Path: blob/main/transformers_doc/en/video_text_to_text.ipynb
4522 views
Video-text-to-text
Video-text-to-text models, also known as video language models or vision language models with video input, are language models that take a video input. These models can tackle various tasks, from video question answering to video captioning.
These models have nearly the same architecture as image-text-to-text models except for some changes to accept video data, since video data is essentially image frames with temporal dependencies. Some image-text-to-text models take in multiple images, but this alone is inadequate for a model to accept videos. Moreover, video-text-to-text models are often trained with all vision modalities. Each example might have videos, multiple videos, images and multiple images. Some of these models can also take interleaved inputs. For example, you can refer to a specific video inside a string of text by adding a video token in text like "What is happening in this video? <video>
".
In this guide, we provide a brief overview of video LMs and show how to use them with Transformers for inference.

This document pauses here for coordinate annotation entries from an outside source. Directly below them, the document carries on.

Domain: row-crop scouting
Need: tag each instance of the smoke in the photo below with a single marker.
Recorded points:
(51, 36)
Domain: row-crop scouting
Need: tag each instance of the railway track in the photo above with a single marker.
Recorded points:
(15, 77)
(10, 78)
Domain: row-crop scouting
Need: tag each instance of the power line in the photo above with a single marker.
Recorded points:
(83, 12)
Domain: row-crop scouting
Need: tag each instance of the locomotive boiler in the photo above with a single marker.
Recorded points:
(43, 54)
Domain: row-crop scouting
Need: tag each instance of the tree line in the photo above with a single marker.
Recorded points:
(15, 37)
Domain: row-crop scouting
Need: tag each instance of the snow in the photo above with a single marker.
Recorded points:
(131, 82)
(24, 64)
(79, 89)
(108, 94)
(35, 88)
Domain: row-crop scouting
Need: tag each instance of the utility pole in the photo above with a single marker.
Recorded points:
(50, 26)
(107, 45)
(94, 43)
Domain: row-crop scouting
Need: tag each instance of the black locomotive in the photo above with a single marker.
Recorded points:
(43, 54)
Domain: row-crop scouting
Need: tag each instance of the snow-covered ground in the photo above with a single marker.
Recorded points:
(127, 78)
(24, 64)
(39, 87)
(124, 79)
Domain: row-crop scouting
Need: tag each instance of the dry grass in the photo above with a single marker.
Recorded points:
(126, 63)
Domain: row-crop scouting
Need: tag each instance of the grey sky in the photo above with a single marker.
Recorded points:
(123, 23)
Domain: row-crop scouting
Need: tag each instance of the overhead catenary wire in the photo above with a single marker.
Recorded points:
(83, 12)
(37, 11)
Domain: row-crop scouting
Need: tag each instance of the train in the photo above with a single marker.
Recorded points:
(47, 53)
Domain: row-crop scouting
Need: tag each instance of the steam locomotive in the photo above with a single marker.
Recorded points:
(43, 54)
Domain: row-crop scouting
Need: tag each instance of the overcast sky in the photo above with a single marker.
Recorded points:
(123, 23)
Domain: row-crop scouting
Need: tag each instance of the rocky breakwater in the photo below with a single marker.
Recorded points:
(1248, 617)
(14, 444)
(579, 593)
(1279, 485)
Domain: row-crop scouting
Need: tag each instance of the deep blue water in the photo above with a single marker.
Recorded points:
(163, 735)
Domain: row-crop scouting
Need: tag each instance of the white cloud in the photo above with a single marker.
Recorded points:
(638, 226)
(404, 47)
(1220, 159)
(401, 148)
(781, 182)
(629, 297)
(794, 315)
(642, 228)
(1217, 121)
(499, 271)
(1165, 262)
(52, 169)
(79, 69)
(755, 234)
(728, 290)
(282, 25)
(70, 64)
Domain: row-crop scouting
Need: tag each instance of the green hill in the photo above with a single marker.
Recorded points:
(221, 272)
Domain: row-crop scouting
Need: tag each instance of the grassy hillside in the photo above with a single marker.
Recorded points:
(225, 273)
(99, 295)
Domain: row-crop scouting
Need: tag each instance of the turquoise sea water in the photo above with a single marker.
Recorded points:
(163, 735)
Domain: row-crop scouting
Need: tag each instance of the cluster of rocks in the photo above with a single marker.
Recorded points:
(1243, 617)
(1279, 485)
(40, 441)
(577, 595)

To begin with, there are multiple types of video LMs:
base models used for fine-tuning
chat fine-tuned models for conversation
instruction fine-tuned models
This guide focuses on inference with an instruction-tuned model, llava-hf/llava-interleave-qwen-7b-hf which can take in interleaved data. Alternatively, you can try llava-interleave-qwen-0.5b-hf if your hardware doesn't allow running a 7B model.
Let's begin installing the dependencies.
Let's initialize the model and the processor.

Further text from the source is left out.